Full disclosure: I was provided a review copy of this book for free by the publisher.
And more disclosure: Mark Schaefer once featured a mini-ebook I did on his blog.
I reviewed Mark Schaefer’s first book, The Tao of Twitter, here.
I really liked it. It inspired me.
So I was going into this book prepared to like it.
First off, I will say this book is well written.
It also has a good section on Mike Stelzner’s ideas for how to get more traffic to your blog.
And what to write about. This is my favorite part.
The thing I don’t like about this book is it reads like an advertisement for the Klout brand.
There are quotes throughout the book, that strike me as odd, namely, almost every chapter heading talks about Klout, and one person actually says, “If my Klout score ever goes below 50, I’m going to slap myself. No excuses! #klout”
This strikes me as kind of sad.
Klout is an easily gamed website, something that the book admits. If you buy 25,000 twitter followers, you can easily have a high “klout” score. A lot of the social scoring tools don’t truly tell you who is influential. It’s up to you to actually go out there, try to engage an influencer, or at least someone who “looks” influential, and see how many times your message is tweeted, or shared, or how your “likes” go up.
One thing the book doesn’t address is that the real measure of how much you’ll succeed in selling your products with your influencer outreach is if you can get them to write a dedicated email about you to their massive list. I do believe in bottom-line social media metrics.

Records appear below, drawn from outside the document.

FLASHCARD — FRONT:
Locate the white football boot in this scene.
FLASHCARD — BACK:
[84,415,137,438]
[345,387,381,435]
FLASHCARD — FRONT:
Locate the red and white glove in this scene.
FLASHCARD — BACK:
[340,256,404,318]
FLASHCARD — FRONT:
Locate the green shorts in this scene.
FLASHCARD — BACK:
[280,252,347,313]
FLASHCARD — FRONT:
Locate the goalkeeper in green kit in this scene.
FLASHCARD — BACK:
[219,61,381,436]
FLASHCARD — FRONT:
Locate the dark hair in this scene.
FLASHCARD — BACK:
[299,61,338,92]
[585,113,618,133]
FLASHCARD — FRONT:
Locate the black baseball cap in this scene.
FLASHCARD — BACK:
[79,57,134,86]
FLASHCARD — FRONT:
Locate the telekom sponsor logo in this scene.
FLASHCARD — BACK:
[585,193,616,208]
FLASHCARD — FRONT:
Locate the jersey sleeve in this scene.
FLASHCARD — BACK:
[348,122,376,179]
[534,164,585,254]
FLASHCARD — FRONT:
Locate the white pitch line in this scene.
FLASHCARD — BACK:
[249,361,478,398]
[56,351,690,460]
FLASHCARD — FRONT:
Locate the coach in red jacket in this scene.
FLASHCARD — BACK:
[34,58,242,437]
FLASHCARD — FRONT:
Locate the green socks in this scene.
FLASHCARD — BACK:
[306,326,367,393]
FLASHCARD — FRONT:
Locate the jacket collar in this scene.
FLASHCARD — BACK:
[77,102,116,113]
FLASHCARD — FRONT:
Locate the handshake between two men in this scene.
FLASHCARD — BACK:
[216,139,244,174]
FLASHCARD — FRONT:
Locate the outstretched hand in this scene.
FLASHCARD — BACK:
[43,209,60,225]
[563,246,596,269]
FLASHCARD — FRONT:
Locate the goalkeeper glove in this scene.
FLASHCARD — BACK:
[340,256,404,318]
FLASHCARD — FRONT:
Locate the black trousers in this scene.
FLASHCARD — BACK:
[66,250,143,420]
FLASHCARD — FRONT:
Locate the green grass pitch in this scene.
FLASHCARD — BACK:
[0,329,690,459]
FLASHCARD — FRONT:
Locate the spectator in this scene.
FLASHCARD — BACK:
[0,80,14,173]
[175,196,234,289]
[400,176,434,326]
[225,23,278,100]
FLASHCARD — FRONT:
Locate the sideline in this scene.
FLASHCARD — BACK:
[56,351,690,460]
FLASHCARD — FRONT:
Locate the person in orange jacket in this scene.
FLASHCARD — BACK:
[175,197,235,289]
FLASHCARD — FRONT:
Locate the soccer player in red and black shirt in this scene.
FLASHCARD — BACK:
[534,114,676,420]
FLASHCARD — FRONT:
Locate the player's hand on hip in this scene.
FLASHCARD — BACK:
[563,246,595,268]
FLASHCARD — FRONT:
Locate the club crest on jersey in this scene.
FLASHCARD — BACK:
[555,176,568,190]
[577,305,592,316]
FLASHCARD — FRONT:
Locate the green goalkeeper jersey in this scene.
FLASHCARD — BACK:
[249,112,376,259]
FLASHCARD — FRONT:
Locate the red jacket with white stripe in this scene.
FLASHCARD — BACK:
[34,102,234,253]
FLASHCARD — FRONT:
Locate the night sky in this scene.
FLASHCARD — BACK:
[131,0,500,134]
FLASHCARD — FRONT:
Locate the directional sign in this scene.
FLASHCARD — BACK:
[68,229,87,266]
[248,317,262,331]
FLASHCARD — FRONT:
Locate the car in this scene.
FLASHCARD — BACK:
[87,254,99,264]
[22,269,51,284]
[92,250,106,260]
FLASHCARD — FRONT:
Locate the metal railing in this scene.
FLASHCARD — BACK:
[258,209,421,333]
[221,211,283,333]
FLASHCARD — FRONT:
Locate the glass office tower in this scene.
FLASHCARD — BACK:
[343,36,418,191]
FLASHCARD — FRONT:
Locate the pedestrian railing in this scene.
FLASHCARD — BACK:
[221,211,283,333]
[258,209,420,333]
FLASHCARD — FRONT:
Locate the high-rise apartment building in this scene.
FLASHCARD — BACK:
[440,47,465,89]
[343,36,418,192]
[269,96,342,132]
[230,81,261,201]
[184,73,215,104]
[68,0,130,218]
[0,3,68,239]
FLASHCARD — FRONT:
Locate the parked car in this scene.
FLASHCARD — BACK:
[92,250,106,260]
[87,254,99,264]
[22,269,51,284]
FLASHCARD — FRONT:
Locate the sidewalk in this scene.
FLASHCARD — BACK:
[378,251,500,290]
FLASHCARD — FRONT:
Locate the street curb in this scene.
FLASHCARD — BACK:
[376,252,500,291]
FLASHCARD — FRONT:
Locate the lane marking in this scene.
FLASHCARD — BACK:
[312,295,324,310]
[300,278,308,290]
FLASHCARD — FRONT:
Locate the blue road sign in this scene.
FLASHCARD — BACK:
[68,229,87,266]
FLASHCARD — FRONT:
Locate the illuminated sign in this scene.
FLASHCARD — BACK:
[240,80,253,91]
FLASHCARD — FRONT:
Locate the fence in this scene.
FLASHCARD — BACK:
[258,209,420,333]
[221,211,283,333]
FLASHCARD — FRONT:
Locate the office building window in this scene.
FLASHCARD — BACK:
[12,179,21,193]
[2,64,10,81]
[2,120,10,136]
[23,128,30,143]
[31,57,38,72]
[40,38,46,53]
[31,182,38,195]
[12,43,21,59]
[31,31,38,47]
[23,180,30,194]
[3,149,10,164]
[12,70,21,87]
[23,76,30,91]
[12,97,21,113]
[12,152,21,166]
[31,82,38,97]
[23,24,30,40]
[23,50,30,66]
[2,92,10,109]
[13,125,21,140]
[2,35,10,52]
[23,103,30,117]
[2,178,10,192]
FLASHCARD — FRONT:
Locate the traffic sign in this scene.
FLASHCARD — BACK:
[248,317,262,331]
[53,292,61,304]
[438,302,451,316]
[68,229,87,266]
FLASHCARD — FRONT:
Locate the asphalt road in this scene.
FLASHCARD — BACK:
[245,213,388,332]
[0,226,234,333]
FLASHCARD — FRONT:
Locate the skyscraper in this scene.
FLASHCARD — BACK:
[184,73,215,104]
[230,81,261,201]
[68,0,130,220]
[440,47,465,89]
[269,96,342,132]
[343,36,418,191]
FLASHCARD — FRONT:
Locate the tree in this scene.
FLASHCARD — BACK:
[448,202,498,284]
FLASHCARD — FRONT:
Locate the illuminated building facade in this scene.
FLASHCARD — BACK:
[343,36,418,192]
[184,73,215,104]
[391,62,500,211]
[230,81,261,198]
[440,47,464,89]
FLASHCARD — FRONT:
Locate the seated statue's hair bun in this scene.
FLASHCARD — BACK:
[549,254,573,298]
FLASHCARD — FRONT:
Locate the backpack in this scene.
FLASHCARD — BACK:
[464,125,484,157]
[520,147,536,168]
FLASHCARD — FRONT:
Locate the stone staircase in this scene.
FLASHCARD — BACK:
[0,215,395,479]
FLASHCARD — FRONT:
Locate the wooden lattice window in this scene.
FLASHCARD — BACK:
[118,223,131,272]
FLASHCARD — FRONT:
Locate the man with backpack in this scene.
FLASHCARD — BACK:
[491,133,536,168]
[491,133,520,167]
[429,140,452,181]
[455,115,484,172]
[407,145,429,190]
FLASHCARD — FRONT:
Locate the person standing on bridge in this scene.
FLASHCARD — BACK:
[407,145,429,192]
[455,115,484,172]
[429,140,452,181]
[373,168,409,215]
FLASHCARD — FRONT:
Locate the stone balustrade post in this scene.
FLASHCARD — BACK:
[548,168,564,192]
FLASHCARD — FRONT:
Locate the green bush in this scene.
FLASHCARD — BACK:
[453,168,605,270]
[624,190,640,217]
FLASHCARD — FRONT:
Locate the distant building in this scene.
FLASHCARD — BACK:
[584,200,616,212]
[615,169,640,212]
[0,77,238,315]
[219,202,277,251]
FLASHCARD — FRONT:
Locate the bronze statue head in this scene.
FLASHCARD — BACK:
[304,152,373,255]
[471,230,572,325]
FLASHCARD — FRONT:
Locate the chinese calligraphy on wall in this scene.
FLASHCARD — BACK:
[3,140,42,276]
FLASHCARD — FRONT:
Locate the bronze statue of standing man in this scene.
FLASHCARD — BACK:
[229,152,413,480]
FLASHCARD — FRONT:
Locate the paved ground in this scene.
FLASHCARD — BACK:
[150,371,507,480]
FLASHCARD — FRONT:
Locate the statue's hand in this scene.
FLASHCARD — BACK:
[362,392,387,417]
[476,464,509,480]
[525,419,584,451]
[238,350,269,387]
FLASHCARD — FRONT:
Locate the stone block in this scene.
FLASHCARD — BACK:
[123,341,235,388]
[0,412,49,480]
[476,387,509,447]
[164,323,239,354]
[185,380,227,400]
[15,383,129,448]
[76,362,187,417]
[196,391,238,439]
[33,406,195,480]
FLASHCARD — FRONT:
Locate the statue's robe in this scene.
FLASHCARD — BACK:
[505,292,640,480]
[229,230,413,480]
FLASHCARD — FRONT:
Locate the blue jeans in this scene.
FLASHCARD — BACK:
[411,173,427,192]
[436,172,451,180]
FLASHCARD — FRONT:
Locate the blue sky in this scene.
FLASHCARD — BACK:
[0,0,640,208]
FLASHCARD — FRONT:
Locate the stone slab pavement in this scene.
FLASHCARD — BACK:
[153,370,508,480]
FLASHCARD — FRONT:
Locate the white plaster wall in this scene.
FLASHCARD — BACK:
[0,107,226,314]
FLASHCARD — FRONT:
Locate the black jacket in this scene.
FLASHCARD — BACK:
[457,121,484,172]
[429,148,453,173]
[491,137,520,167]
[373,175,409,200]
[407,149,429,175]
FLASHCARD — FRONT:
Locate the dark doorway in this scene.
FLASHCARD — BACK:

Something this book is short on.
To identify influencers, I prefer to install the SEObook toolbar when looking to see who is an influencer. if a person has a lot of backlinks, it makes me think they have a high degree of influence.
I contacted Mr. Schaefer about this, and told him of my disappointment with the book. He said that backlinks can also be gamed. It’s true, I admit. A lot of the “influence” numbers we tend to depend on can be gamed. Whether it’s Klout, PeerIndex, Sproutsocial or Tweetgrader, there’s always a way to make yourself seem more influential than you are. How many retweets do you get? And what’s the point of that? Are you really going to reach interested buyers this way?
This graph above, for example, has me listed as a higher influencer than Beth Kanter, who has 500,000 followers to my measly 3,000. I wasn’t trying to game the system. It just shows me this way. It even shows me as almost as influential as Mr. Schaefer, who has WAY more followers than I do.
And Klout just keeps you on this treadmill. Gotta raise my Klout score! I could win a prize! I could be “important” like the other important people! It has this illusion of democracy. Or a caste system. Which the book, to its credit, does address.
How influential am I?
How can I gain more “Klout?”
According to Tweet Grader, I have an influence score of 97%. Does that mean when I tweet about your brand or cause, you’re going to get lots of donations, or clicks, or mentions, or retweets? Nope. It just means I’ve done all of the right things for this particular scoring mechanism.
Sure, Mr. Schaefer talks about all of the “perks” you can get with Klout, like a free flight, or a special airport lounge, but so what? Mr. Schaefer talks about a graphic designer named Calvin Lee who spends every 5 minutes tweeting, and the perks he gets from Klout. What he doesn’t say is does Mr. Lee actually get more graphic design business? Can he charge more for his services? We don’t know.
You can see that even though I have favorable scores on these platforms, I’m not suggesting that you use them. And I’m not suggesting that you believe them either.
Why? Because I knew a woman who was named a Forbes 100 most influential women on Twitter, who had over 50,000 followers, and who was having a hard time supporting herself financially. She had a lot of followers, but when she tried to throw a tweetup in her own town, nobody came. Her followers were scattered all over the world. And they didn’t retweet or care about her. She didn’t grow her email list at all. Now she’s off social media completely, and writing a series about digital exhaustion.
Personally, I have found that high social media engagement and influence can be seen as a negative in a job interview situation. When I was looking for work a couple of years ago, I went into an interview and proceeded to try to tell the interviewers how I could help them, especially with my social media activity, not to mention years of experience in the field. They ended up going with someone else, and their last comment to me before I walked out the door was, “You’re certainly into yourself.”
Maybe it’s different with tech companies versus nonprofits, but I think people with high social media scores are not always winning when they make a big deal about how connected they are.
I’m not saying you shouldn’t reach out to influencers. I think you should. I think this is a valuable activity for your business and your brand. But I don’t think you should measure who can have the biggest impact on your brand by the number of followers or likes they have. You should measure it by how big their email list is. And this is something that Klout cannot measure.
If you want to raise your Klout score, this book is definitely for you. If you would rather focus on making money for your business, then get another book.